Как там говорил дон Симон однажды вечером, во время той долгой, жуткой поездки в Константинополь? Насчет того, что даже довольно скромный капитал за две сотни лет обрастет феноменальными процентами?
Тем временем Тайс подвел даму в соболях к одной из скамей. Со скамьи поднялся молодой человек – явно из деревенских мальчишек, подобно многим, недавно пришедший в столицу искать место на фабрике: тощий, темноволосый, застенчивый, в линялых крестьянских штанах, сапогах, стачанных на деревенский манер, и рубахе в красно-синюю полосу. Стоило ему неловко поклониться, дама в зеленом, взяв его за руки, отрицательно покачала головой и сказала что-то, заставившее юношу поспешно оглядеться вокруг, будто опасаясь, как бы их не подслушали.
– Кто это?
Вынужденная прервать очередной панегирик во славу святости и целительского дара отца Григория, мадам Вырубова перевела взгляд на незнакомку.

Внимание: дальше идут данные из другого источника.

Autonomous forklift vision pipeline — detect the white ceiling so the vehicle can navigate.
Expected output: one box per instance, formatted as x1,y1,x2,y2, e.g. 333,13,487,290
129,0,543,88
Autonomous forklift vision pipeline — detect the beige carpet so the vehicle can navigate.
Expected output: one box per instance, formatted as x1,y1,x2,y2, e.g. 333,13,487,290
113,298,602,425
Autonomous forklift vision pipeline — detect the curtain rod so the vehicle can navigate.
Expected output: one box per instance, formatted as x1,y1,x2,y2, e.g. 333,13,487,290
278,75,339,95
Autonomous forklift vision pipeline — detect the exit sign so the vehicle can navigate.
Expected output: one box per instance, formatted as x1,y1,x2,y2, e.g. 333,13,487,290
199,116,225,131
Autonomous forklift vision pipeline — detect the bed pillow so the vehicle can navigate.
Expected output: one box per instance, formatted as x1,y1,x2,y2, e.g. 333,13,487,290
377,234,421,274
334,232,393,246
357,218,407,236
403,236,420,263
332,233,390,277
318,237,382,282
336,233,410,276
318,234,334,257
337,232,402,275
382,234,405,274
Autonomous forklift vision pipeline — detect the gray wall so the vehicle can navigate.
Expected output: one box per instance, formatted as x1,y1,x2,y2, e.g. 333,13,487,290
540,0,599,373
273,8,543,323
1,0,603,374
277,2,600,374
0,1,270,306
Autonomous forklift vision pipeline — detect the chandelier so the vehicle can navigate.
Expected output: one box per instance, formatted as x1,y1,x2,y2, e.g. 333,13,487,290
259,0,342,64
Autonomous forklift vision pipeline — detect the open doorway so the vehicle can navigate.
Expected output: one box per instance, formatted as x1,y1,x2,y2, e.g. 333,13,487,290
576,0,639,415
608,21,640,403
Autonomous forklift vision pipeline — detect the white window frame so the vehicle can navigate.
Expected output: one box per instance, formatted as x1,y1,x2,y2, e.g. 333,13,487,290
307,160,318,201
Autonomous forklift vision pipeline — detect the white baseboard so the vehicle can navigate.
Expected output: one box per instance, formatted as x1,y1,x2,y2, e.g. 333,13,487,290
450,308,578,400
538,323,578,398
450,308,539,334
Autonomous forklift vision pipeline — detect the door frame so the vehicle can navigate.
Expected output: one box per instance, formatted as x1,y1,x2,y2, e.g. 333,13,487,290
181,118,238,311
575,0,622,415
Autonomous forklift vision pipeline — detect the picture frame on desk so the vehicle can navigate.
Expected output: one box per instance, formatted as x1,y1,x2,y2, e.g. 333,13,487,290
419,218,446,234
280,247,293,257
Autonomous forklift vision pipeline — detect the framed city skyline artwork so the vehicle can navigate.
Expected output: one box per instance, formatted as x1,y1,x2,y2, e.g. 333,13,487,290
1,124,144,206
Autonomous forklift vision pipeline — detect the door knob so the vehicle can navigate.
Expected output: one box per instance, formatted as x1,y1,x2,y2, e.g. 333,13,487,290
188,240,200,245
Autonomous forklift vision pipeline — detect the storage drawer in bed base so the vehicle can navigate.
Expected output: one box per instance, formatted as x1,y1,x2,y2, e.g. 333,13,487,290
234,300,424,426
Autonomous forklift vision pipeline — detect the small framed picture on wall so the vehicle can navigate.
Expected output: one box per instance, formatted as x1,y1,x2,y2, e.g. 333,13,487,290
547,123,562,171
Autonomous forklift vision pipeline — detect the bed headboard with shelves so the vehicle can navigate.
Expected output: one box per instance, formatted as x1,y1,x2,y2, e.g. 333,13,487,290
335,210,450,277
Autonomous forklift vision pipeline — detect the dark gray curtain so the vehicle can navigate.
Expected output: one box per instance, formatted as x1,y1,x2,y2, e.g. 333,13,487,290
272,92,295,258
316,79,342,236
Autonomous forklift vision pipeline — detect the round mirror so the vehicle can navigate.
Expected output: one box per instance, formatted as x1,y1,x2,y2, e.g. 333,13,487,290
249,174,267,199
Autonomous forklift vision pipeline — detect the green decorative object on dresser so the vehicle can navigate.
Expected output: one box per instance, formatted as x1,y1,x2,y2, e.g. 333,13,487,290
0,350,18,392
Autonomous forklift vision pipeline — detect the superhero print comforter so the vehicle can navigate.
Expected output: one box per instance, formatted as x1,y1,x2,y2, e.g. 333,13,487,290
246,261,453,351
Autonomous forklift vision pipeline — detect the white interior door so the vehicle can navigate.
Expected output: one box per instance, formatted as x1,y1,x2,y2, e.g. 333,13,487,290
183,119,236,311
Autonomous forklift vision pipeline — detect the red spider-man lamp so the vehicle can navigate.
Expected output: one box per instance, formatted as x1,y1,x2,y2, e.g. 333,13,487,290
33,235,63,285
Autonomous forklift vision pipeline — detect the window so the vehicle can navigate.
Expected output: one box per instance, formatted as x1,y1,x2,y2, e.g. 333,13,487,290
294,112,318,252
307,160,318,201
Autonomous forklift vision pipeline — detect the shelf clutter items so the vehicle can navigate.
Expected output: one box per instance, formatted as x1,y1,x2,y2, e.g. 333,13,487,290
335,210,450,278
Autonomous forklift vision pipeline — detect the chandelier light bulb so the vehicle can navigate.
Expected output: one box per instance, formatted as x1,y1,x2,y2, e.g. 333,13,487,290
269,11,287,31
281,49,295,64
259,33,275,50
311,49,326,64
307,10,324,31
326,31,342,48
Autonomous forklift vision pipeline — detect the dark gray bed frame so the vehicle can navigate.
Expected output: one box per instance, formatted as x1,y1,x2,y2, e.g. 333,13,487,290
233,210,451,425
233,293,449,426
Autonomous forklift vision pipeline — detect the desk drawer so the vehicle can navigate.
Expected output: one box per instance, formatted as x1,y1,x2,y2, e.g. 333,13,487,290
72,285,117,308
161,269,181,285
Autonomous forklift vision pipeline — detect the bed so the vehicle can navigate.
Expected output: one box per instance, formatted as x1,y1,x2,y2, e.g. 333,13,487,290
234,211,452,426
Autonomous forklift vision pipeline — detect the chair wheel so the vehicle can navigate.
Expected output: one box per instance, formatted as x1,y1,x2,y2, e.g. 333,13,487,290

– О, это Петронилла Эренберг! – Судя по тону, с этой особой она встречалась в обществе по меньшей мере раз или два. – Одна из самых щедрых покровительниц нашего дорогого доктора Тайса. Вообразить себе не могу, отчего наш драгоценный отец Григорий так отозвался о ней давеча. Впрочем, он ведь визионер… а она действительно слегка… утре́[46], – добавила мадам Вырубова, морща лоб, будто сплетничающая школьница. – Насколько мне известно, в обществе она почти не бывает – возможно, из-за вдовства. Да, в свет она выезжает лишь изредка, но я-то знаю, сколько добра ее попечительство приносит бедным! Кто, как не она, оплатил и это здание, и, полагаю, ту, другую лабораторию, о которой рассказывал наш дорогой доктор Тайс?
– Так, значит, доктору Тайсу она соотечественница?
– Ну, вот! Надеюсь, вы-то, подобно столь многим, не считаете всех германцев такими же, как эти ужасные пруссаки? Нет, она безукоризненно цивилизована! Только не ввязывайтесь в разговор с нею наедине…
Мадам Вырубова понизила голос: заметив их, доктор Тайс двинулся им навстречу, а ослепительная мадам Эренберг последовала за ним. Русский мальчишка, оставшийся стоять у скамьи, глядел ей вслед, будто пораженный чудесным видением.
– Она просто помешана на святом Михаиле и святом Георгии – все уши разговорами о них прожужжит, дай ей только возможность. Помнится, она поговаривала даже об основании женского монастыря, посвященного их памяти…
– Точь-в-точь мой кузен Берни. Он столь же маниакально одержим Жанной д’Арк.
– Ох, не завидую вам, бедняжка! Моя тетушка Екатерина страдает манией, или навязчивой идеей, или как это там называется, насчет… Доктор Тайс, дорогой! – воскликнула мадам Вырубова, протянув к гостеприимному хозяину обе руки. – Мы пришли попрощаться с вами – да, если вы, дорогая мадам Эшер, уже увидели все, что хотели?..
– Благодарю вас, – сказала Лидия, пожимая руку ученого.
– Ну, что вы, что вы, я так рад… так рад, что совершенно забыл о приличиях, – с застенчивой, самокритичной улыбкой откликнулся доктор Тайс. – Вначале бросил гостей, а теперь… Мадам Эренберг, позвольте представить вам доктора Эшер, мою коллегу, врача и ученого из Англии.